- Location of Huttig in Union County, Arkansas.
- Coordinates: 33°02′30″N 92°10′54″W﻿ / ﻿33.04167°N 92.18167°W
- Country: United States
- State: Arkansas
- County: Union

Area
- • Total: 3.08 sq mi (7.98 km^{2})
- • Land: 2.98 sq mi (7.72 km^{2})
- • Water: 0.10 sq mi (0.26 km^{2})
- Elevation: 95 ft (29 m)

Population (2020)
- • Total: 448
- • Estimate (2025): 427
- • Density: 150.4/sq mi (58.06/km^{2})
- Time zone: UTC-6 (Central (CST))
- • Summer (DST): UTC-5 (CDT)
- ZIP code: 71747
- Area code: 870
- FIPS code: 05-34090
- GNIS feature ID: 2404751

= Huttig, Arkansas =

Huttig is a city in Union County, Arkansas, United States. As of the 2020 census, Huttig had a population of 448.

==Geography==

According to the United States Census Bureau, the city has a total area of 3.1 sqmi, of which 3.0 sqmi is land and 0.1 sqmi (3.25%) is water.

==Demographics==

Historical population
| Census | Pop. | Note | %± |
| 1910 | 1,240 |  | — |
| 1920 | 1,261 |  | 1.7% |
| 1930 | 1,386 |  | 9.9% |
| 1940 | 1,379 |  | −0.5% |
| 1950 | 1,038 |  | −24.7% |
| 1960 | 936 |  | −9.8% |
| 1970 | 822 |  | −12.2% |
| 1980 | 976 |  | 18.7% |
| 1990 | 831 |  | −14.9% |
| 2000 | 731 |  | −12.0% |
| 2010 | 597 |  | −18.3% |
| 2020 | 448 |  | −25.0% |
| 2025 (est.) | 427 | Decrease | −4.7% |
U.S. Decennial Census

===2020 census===

Huttig city, Arkansas – Racial and ethnic composition Note: the US Census treats Hispanic/Latino as an ethnic category. This table excludes Latinos from the racial categories and assigns them to a separate category. Hispanics/Latinos may be of any race.
| Race / Ethnicity (NH = Non-Hispanic) | Pop 2000 | Pop 2010 | Pop 2020 | % 2000 | % 2010 | % 2020 |
|---|---|---|---|---|---|---|
| White alone (NH) | 353 | 267 | 149 | 48.29% | 44.72% | 33.26% |
| Black or African American alone (NH) | 352 | 309 | 251 | 48.15% | 51.76% | 56.03% |
| Native American or Alaska Native alone (NH) | 6 | 7 | 4 | 0.82% | 1.17% | 0.89% |
| Asian alone (NH) | 0 | 0 | 0 | 0.00% | 0.00% | 0.00% |
| Native Hawaiian or Pacific Islander alone (NH) | 1 | 0 | 2 | 0.14% | 0.00% | 0.45% |
| Other race alone (NH) | 0 | 0 | 5 | 0.00% | 0.00% | 1.12% |
| Mixed race or Multiracial (NH) | 8 | 7 | 24 | 1.09% | 1.17% | 5.36% |
| Hispanic or Latino (any race) | 11 | 7 | 13 | 1.50% | 1.17% | 2.90% |
| Total | 731 | 597 | 448 | 100.00% | 100.00% | 100.00% |

===2000 census===
As of the census of 2000, there were 731 people, 282 households, and 197 families residing in the city. The population density was 245.4 PD/sqmi. There were 321 housing units at an average density of 107.8 /sqmi. The racial makeup of the city was 48.70% White, 48.43% Black or African American, 0.82% Native American, 0.14% Pacific Islander, 0.82% from other races, and 1.09% from two or more races. 1.50% of the population were Hispanic or Latino of any race.

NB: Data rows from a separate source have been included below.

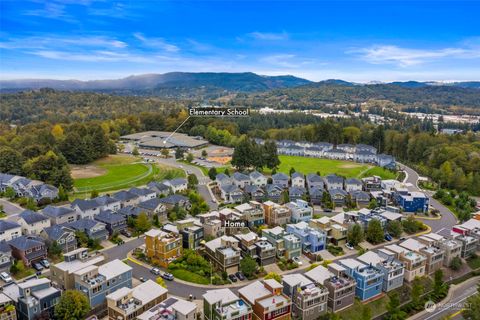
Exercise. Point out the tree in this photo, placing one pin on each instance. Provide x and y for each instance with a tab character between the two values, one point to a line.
212	173
73	305
275	276
395	228
248	266
374	232
355	234
142	223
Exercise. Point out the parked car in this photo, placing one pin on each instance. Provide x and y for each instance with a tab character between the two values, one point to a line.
167	276
232	277
240	276
6	277
45	263
155	271
37	266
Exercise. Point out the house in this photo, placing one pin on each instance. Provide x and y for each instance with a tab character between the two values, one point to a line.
59	215
298	180
96	282
171	308
114	222
231	193
162	247
281	180
224	254
353	184
61	235
154	207
62	273
274	192
33	297
341	287
92	228
309	299
258	179
333	182
32	222
287	245
126	198
295	193
177	185
267	300
275	214
392	269
223	304
338	196
29	249
300	209
240	179
127	303
312	240
144	193
369	278
9	230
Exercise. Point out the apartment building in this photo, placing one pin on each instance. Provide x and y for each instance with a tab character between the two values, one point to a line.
309	299
223	304
127	303
275	214
267	300
162	247
341	287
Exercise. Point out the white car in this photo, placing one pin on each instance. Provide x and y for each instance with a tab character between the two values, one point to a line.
6	277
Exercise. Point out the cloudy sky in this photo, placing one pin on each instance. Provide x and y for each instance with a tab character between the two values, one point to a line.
351	40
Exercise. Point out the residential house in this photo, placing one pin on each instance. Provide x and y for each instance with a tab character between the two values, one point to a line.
162	247
258	179
127	303
96	282
301	211
333	181
32	222
61	235
224	253
114	222
353	184
275	214
313	241
368	277
59	215
281	180
309	299
240	179
9	230
33	298
392	269
267	300
223	304
29	249
62	273
171	308
341	287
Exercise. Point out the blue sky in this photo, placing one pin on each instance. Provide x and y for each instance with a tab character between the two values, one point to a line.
351	40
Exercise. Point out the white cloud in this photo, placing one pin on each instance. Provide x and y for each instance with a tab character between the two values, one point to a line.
406	57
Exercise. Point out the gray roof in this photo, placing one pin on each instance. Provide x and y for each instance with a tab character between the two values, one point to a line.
31	217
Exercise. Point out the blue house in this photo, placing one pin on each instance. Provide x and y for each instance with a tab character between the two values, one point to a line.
368	277
412	201
312	240
96	282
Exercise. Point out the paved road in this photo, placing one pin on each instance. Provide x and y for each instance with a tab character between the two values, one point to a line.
448	219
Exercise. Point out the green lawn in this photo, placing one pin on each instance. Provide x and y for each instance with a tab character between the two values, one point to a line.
123	172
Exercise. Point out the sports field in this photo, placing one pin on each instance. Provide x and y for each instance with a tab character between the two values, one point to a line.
326	166
118	172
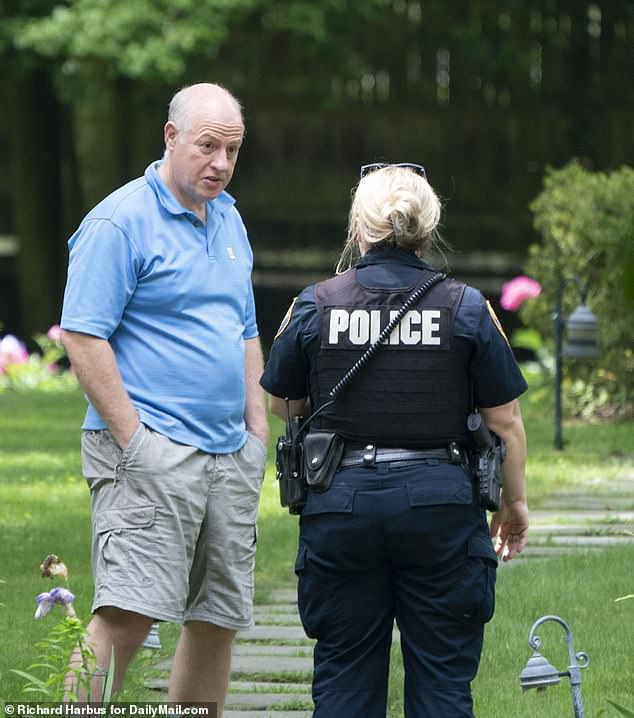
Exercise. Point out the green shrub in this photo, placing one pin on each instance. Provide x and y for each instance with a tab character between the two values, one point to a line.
586	220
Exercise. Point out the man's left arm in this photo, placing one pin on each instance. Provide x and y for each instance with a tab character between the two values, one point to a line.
254	409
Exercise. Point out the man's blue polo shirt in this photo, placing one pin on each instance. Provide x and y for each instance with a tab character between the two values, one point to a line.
174	298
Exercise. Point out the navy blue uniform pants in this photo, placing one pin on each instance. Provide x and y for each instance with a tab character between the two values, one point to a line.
395	543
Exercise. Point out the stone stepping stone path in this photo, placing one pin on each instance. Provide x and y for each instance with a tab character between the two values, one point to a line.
271	666
592	516
272	663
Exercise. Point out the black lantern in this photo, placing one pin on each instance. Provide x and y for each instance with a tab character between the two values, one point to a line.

There were 282 households, out of which 32.6% had children under the age of 18 living with them, 50.4% were married couples living together, 16.7% had a female householder with no husband present, and 29.8% were non-families. 28.0% of all households were made up of individuals, and 12.4% had someone living alone who was 65 years of age or older. The average household size was 2.59 and the average family size was 3.22.

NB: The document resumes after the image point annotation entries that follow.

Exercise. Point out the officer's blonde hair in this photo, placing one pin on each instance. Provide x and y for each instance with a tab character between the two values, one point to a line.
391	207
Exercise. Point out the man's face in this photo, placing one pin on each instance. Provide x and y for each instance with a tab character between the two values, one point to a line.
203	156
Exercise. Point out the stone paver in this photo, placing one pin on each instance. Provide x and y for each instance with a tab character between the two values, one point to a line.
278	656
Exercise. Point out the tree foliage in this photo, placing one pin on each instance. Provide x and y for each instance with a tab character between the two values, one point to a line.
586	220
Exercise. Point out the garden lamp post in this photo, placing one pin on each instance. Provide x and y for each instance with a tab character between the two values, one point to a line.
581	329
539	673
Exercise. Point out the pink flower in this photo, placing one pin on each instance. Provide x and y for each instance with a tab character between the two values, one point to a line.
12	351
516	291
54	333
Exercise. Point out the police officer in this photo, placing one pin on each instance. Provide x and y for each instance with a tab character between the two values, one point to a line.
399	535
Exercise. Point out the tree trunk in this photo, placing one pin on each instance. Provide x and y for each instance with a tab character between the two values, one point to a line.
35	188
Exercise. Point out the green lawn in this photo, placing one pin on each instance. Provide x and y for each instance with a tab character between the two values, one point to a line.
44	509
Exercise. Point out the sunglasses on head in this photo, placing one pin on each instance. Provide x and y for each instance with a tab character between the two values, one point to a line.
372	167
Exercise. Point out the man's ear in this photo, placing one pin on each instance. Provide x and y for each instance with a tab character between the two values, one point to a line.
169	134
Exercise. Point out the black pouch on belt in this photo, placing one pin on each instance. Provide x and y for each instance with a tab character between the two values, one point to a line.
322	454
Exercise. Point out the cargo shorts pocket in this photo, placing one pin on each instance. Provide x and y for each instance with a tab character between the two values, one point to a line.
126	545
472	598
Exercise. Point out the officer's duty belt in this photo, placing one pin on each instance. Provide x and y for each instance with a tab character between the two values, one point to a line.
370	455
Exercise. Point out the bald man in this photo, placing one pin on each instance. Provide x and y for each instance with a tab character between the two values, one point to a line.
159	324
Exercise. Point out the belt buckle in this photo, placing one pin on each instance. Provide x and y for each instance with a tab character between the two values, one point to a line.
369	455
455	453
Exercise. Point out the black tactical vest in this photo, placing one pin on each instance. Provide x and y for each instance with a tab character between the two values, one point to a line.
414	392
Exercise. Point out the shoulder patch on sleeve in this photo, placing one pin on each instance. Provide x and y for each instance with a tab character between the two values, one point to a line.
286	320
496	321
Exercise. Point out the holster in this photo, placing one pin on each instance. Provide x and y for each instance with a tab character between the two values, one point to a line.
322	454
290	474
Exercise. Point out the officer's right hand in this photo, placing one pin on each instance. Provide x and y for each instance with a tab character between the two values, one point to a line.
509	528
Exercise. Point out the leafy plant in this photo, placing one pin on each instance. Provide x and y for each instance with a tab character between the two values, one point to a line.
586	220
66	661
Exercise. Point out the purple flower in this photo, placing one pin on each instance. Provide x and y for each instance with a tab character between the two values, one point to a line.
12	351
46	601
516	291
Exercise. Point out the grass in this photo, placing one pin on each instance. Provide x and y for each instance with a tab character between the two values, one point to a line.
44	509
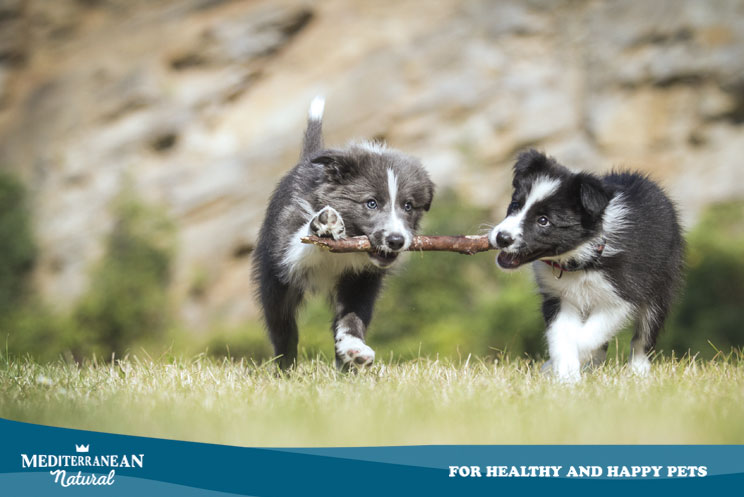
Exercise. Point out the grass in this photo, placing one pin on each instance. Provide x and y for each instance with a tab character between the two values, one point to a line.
416	402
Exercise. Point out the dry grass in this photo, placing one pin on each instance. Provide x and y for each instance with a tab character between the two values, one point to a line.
419	402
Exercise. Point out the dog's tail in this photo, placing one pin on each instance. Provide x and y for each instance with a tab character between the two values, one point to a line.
313	142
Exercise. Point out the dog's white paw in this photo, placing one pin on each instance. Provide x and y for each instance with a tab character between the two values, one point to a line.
640	365
563	371
351	350
547	367
328	222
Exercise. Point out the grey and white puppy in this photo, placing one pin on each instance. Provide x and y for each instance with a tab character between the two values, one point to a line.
362	189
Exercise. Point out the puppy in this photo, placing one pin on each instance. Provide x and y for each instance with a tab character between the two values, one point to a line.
604	250
362	189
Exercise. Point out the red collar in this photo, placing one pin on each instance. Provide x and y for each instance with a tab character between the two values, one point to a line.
572	267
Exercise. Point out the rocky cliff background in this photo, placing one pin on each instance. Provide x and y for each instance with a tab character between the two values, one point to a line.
199	105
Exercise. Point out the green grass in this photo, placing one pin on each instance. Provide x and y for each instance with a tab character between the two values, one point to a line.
423	401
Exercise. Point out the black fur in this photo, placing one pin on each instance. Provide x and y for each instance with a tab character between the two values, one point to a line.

In the city, the population was spread out, with 25.9% under the age of 18, 8.9% from 18 to 24, 29.4% from 25 to 44, 22.7% from 45 to 64, and 13.1% who were 65 years of age or older. The median age was 36 years. For every 100 females, there were 96.0 males. For every 100 females age 18 and over, there were 88.9 males.

The median income for a household in the city was $25,284, and the median income for a family was $32,000. Males had a median income of $31,375 versus $18,056 for females. The per capita income for the city was $12,215. About 16.1% of families and 16.2% of the population were below the poverty line, including 23.1% of those under age 18 and 11.3% of those age 65 or over.

==Education==
Public education for elementary and secondary school students is provided by the Strong–Huttig School District, which leads to graduation from Strong High School.

It was served by Huttig School District, which operated Huttig Elementary School and Huttig High School. On July 1, 2004, it consolidated with the Strong School District to form the Strong-Huttig School District.